The model was developed from a prospective observational PK study of 37 adult inpatients with acute infections (pyelonephritis, intra-abdominal infection, or neutropenic fever) at Inje University Haeundae Paik Hospital in Busan, Republic of Korea, between June 2013 and May 2014 (Lee 2017 Table 1). 30 patients met ACCP/SCCM sepsis criteria and 7 had severe sepsis; patients with septic shock or on renal replacement therapy were excluded. Two dose groups were enrolled by Cockcroft-Gault creatinine clearance: 9 patients with CLCR <= 50 mL/min received 250 mg of doripenem IV infused over 1 hour every 8 hours, and 28 patients with CLCR > 50 mL/min received 500 mg of doripenem IV infused over 1 hour every 8 hours. Blood samples were collected before and at 0, 0.5, and 4-6 hours after the fourth infusion (148 plasma concentrations total: 36 from the 250-mg group, 112 from the 500-mg group); doripenem was quantified by validated LC-MS/MS (LLOQ 0.2 ug/mL). Baseline demographics: mean age 61.7 years (SD 17.9), mean body weight 59.8 kg (SD 12.4), mean Cockcroft-Gault CLCR 66.7 mL/min (SD 34.4), median APACHE II score 7 (range 0-15). The cohort was 73% female (27/37). The model was fit in NONMEM 7.3 using FOCE-I with lognormal IIV on CL and V and a proportional residual-error model (the paper labels this the “Poisson” form Y = Ypred + eps * Ypred with eps ~ N(0, sigma^2), which is the standard proportional residual structure).

The same information is available programmatically via readModelDb("Lee_2017_doripenem")$population.

Source trace

Every numeric value in ini() carries an in-file comment pointing to the Lee 2017 source location. The table below collects them in one place for review.
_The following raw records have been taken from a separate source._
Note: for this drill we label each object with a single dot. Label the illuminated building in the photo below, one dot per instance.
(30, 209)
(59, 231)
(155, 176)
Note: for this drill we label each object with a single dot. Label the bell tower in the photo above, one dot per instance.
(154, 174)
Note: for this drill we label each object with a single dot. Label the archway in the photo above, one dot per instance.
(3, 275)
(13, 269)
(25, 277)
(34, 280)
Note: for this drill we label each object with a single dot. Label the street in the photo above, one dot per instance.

Equation / parameter Value Source location
lcl (CL at WT=70, CLCR=57) 7.63 L/h Table 2: CL/WT = 0.109 L/h/kg (RSE 8.57%); 0.109 * 70 = 7.63
lvc (V at WT=70) 19.6 L Table 2: V/WT = 0.280 L/kg (RSE 9.60%); 0.280 * 70 = 19.6
e_wt_cl (fixed = 1) 1 Methods/Results: structural per-kg parameterisation CL/WT
e_wt_vc (fixed = 1) 1 Methods/Results: structural per-kg parameterisation V/WT
e_crcl_cl 0.688 Table 2: theta_2 = 0.688 (RSE 22.9%); CL = 0.109 * WT * (CLCR/57)^0.688
etalcl (55.0% CV on CL) 0.26433 Table 2: omega_CL = 55.0% (RSE 14.4%)
etalvc (47.3% CV on V) 0.20177 Table 2: omega_V = 47.3% (RSE 21.6%)
propSd (63.3% proportional) 0.633 Table 2: sigma_Poisson = 0.633 (RSE 7.50%)
CRCL centering (57 mL/min) 57 Results paragraph 3: CL = 0.109 * WT * (CLCR/57)^0.688
WT centering (70 kg) 70 Figure 1 caption: comparison done for a 70-kg patient
1-cmt IV structural n/a Results, “Population PK analysis” paragraph 1
Proportional (“Poisson”) residual n/a Results, “Population PK analysis” paragraph 4
Lognormal IIV on CL and V n/a Methods, “Population PK analysis”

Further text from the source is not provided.